Convincing family members, some who are conservative and others who come from traditional cultures, was not easy. Kayleigh’s father was a police office and very conservative.
Kayleigh went into detail about how her family took to it. Here is a clip at length of her explaining:
Her father eventually accepted Sam for who he is because his love for his grandchild overrode his beliefs.
The storm cloud coming
Sam is happy now — but that doesn’t mean there aren’t things that trouble Kayleigh about the future.
One is the idea of physically transitioning. When something like that could or should happen is something heavily debated by progressives and conservatives — both with their points. Progressives have tended to downplay stories of people who regret transitioning; but conservatives tend to be against it altogether. And certainly the age at which one should be able to make that decision is definitely a question not yet settled. Kayleigh certainly isn’t sure.
Puberty blockers could help solve the problem; they’ll delay the onset of adult gender characteristics setting in, buying more time to make serious decisions about physical transitioning.
Then there is the idea of sports. Children up to a certain age can play on teams together because physical differences haven’t yet manifested. That changes with puberty. So far Sam has chosen karate, which hasn’t presented any gender issues so far.

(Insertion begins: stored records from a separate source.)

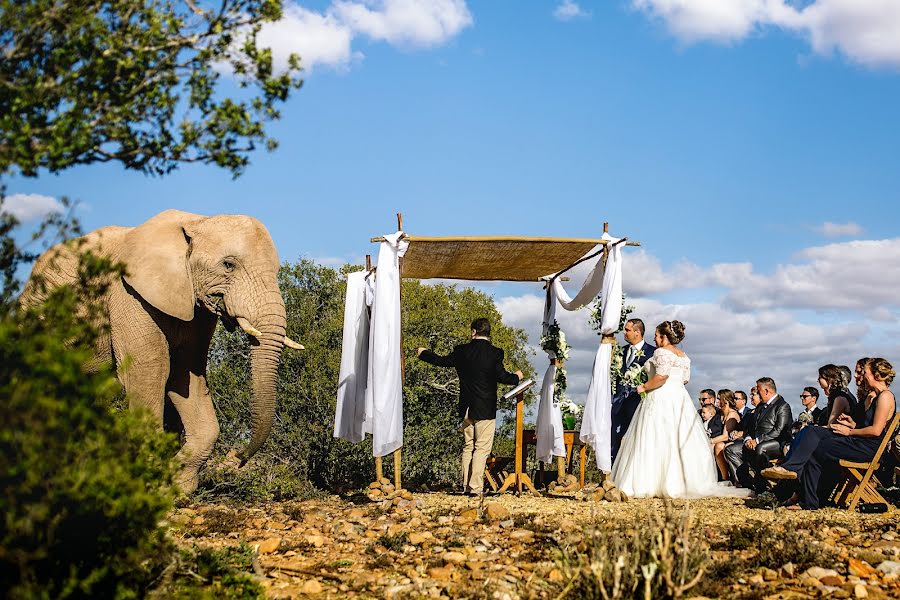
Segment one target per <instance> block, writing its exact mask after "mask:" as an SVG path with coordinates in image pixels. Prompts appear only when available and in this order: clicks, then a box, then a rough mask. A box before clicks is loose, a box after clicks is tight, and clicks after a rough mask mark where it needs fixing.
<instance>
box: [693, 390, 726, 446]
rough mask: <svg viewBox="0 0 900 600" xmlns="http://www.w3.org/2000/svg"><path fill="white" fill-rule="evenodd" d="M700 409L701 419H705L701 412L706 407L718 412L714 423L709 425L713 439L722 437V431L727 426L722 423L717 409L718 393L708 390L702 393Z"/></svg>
mask: <svg viewBox="0 0 900 600" xmlns="http://www.w3.org/2000/svg"><path fill="white" fill-rule="evenodd" d="M699 400H700V409H699V410H697V412H698V413H699V414H700V417H701V418H702V417H703V413H701V412H700V411H701V410H703V407H704V406H712V408H713V410H714V411H715V412H716V415H715V416H714V417H713V418H712V421H711V422H710V424H709V430H710V431H711V432H712V435H713V437H715V436H717V435H722V429H724V427H725V424H724V423H723V422H722V415H721V414H720V413H719V409H718V408H716V392H715V391H713V390H711V389H709V388H707V389H705V390H702V391H701V392H700V398H699Z"/></svg>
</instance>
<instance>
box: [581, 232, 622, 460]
mask: <svg viewBox="0 0 900 600" xmlns="http://www.w3.org/2000/svg"><path fill="white" fill-rule="evenodd" d="M603 239H605V240H606V241H607V243H608V244H609V246H610V251H609V255H608V257H607V260H606V269H605V270H604V273H603V291H602V293H603V310H602V313H601V316H600V334H601V335H613V334H615V332H616V331H618V329H619V319H620V318H621V313H622V247H621V245H614V244H615V242H618V241H619V240H618V239H617V238H613V237H611V236H610V235H609V234H607V233H604V234H603ZM611 360H612V344H604V343H602V342H601V343H600V347H599V348H598V349H597V355H596V356H595V357H594V368H593V374H592V375H591V384H590V386H589V387H588V395H587V400H586V401H585V403H584V415H583V416H582V418H581V441H582V443H584V444H588V445H589V446H591V448H593V449H594V455H595V456H596V457H597V467H598V468H599V469H600V470H601V471H606V472H609V471H610V469H611V468H612V459H611V454H612V446H611V441H612V440H611V437H612V393H611V391H610V381H609V363H610V361H611Z"/></svg>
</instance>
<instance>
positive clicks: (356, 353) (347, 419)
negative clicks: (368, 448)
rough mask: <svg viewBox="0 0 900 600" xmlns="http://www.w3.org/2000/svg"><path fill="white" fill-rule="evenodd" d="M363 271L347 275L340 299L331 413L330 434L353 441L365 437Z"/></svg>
mask: <svg viewBox="0 0 900 600" xmlns="http://www.w3.org/2000/svg"><path fill="white" fill-rule="evenodd" d="M366 287H367V286H366V271H357V272H355V273H350V274H349V275H347V294H346V297H345V300H344V338H343V342H342V344H341V371H340V375H339V377H338V398H337V407H336V410H335V416H334V437H336V438H341V439H345V440H347V441H348V442H353V443H354V444H357V443H359V442H361V441H362V440H363V438H364V437H365V436H364V434H363V421H365V418H366V380H367V378H368V372H369V364H368V363H369V311H368V310H367V308H366Z"/></svg>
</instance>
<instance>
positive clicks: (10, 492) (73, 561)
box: [0, 262, 176, 598]
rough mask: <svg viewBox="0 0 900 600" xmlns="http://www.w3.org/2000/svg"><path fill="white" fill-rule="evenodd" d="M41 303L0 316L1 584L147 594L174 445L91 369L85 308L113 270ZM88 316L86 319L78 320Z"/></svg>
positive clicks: (107, 376) (91, 274)
mask: <svg viewBox="0 0 900 600" xmlns="http://www.w3.org/2000/svg"><path fill="white" fill-rule="evenodd" d="M83 267H84V272H83V273H82V275H83V285H82V286H81V287H80V288H78V289H72V288H64V289H60V290H57V291H56V292H54V293H53V294H52V295H51V296H50V298H49V300H48V301H47V303H46V304H45V305H43V306H42V307H40V308H37V309H33V310H29V311H24V310H23V311H19V312H11V311H5V312H4V313H3V315H2V317H0V398H2V402H0V511H2V514H3V519H4V520H3V527H2V530H0V588H2V589H3V590H4V591H5V594H6V595H7V596H8V597H10V598H95V597H96V598H101V597H102V598H117V597H120V598H127V597H134V596H140V595H142V594H143V592H144V591H145V590H146V588H147V586H148V585H149V584H150V582H151V581H152V580H153V579H155V577H156V576H157V575H158V574H159V572H160V571H161V570H162V568H163V566H164V563H165V562H166V561H167V557H168V553H167V542H166V540H165V537H164V532H163V530H162V529H161V528H160V526H159V523H160V521H161V519H162V518H163V516H164V515H165V514H166V511H167V510H168V509H169V508H170V507H171V501H172V492H171V489H172V488H171V482H172V477H173V467H172V464H171V457H173V456H174V452H175V450H176V448H175V445H174V441H173V440H172V439H171V438H170V437H169V436H164V435H163V434H162V433H160V432H159V431H158V430H157V427H155V426H154V425H153V424H151V423H150V422H149V421H148V420H147V419H146V418H144V416H143V415H141V414H137V413H130V412H129V413H124V414H122V413H117V412H116V411H115V410H114V409H113V408H112V407H111V406H110V404H109V402H110V400H111V399H112V398H114V397H115V396H116V394H117V393H118V392H119V390H120V387H119V385H118V383H117V381H116V377H115V374H114V373H113V372H112V371H111V370H110V369H109V368H108V367H103V366H99V367H98V366H96V365H95V366H94V367H93V368H92V369H88V368H87V367H86V366H85V365H87V364H89V363H90V359H91V357H92V355H93V344H94V339H95V336H96V331H95V330H94V329H93V327H92V326H91V324H90V323H91V321H90V319H86V318H83V317H84V316H85V313H84V311H79V310H76V309H77V307H78V306H81V305H82V303H83V302H85V301H86V300H87V301H89V300H91V299H92V298H94V296H93V294H96V293H97V292H98V290H99V289H101V287H98V286H102V283H101V282H98V281H97V280H96V277H97V276H98V275H99V274H102V273H103V272H105V271H106V270H108V266H105V265H103V264H99V263H91V262H87V263H85V265H83ZM76 315H80V317H81V318H79V317H76Z"/></svg>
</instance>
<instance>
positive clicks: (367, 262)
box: [366, 254, 384, 483]
mask: <svg viewBox="0 0 900 600" xmlns="http://www.w3.org/2000/svg"><path fill="white" fill-rule="evenodd" d="M366 272H367V273H371V272H372V255H371V254H366ZM383 478H384V467H383V465H382V461H381V457H380V456H376V457H375V481H377V482H378V483H381V480H382V479H383Z"/></svg>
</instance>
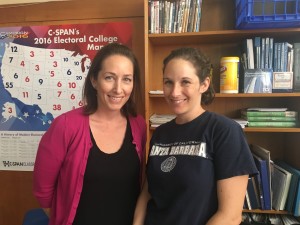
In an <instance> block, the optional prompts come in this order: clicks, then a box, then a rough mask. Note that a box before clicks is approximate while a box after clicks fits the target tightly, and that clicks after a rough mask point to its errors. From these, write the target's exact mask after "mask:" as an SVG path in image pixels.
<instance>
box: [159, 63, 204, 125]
mask: <svg viewBox="0 0 300 225" xmlns="http://www.w3.org/2000/svg"><path fill="white" fill-rule="evenodd" d="M204 83H205V82H204ZM163 90H164V96H165V99H166V101H167V103H168V104H169V105H170V107H171V109H172V111H173V113H175V114H176V115H177V117H181V118H182V119H184V120H185V121H186V120H188V121H190V120H192V119H194V118H195V117H196V116H197V115H199V110H201V109H202V107H201V95H202V93H203V92H205V91H206V90H207V85H205V84H203V83H200V80H199V78H198V76H197V74H196V70H195V68H194V66H193V64H192V63H190V62H189V61H186V60H184V59H180V58H174V59H172V60H170V61H169V62H168V64H167V65H166V67H165V70H164V75H163Z"/></svg>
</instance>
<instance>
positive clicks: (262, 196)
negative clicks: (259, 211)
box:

She is relieved that Sam has found some happiness and can function as a happy child. But these worries keep Kayleigh up and night. It’s not something she would have chosen. She hadn’t thought a ton about transgender issues until she found herself the mother of a transgender child.
After the interview, Kayleigh shows me a photo of Sam. He looks like a normal, healthy boy with a smile that belies a little gap-toothed grin. No one would look twice at him, and no one would guess he was biologically female.
The difficult road for Kayleigh and Sam is far from over. But for now, they’ve both found some peace.
It’s the reason I wanted to have this conversation with her. I think it’s an issue our society will have to start coming to terms with, and we don’t get there by shouting moralisms from either side, or pretending any of this is easy, or settled. Because it’s not. We’ve got a long ways to go to figure these things out. My hope is this story helps foster a little more understanding, and a little more thought around these issues.
Whether you’re a newcomer here or a long-time subscriber, I hope you got something out of this. Again, it’s not about pushing a viewpoint, but it’s about understanding something that otherwise many of us probably have little experience with. I sure didn’t, and I firmly believe it’s through conversation that we learn. I definitely learned through this conversation.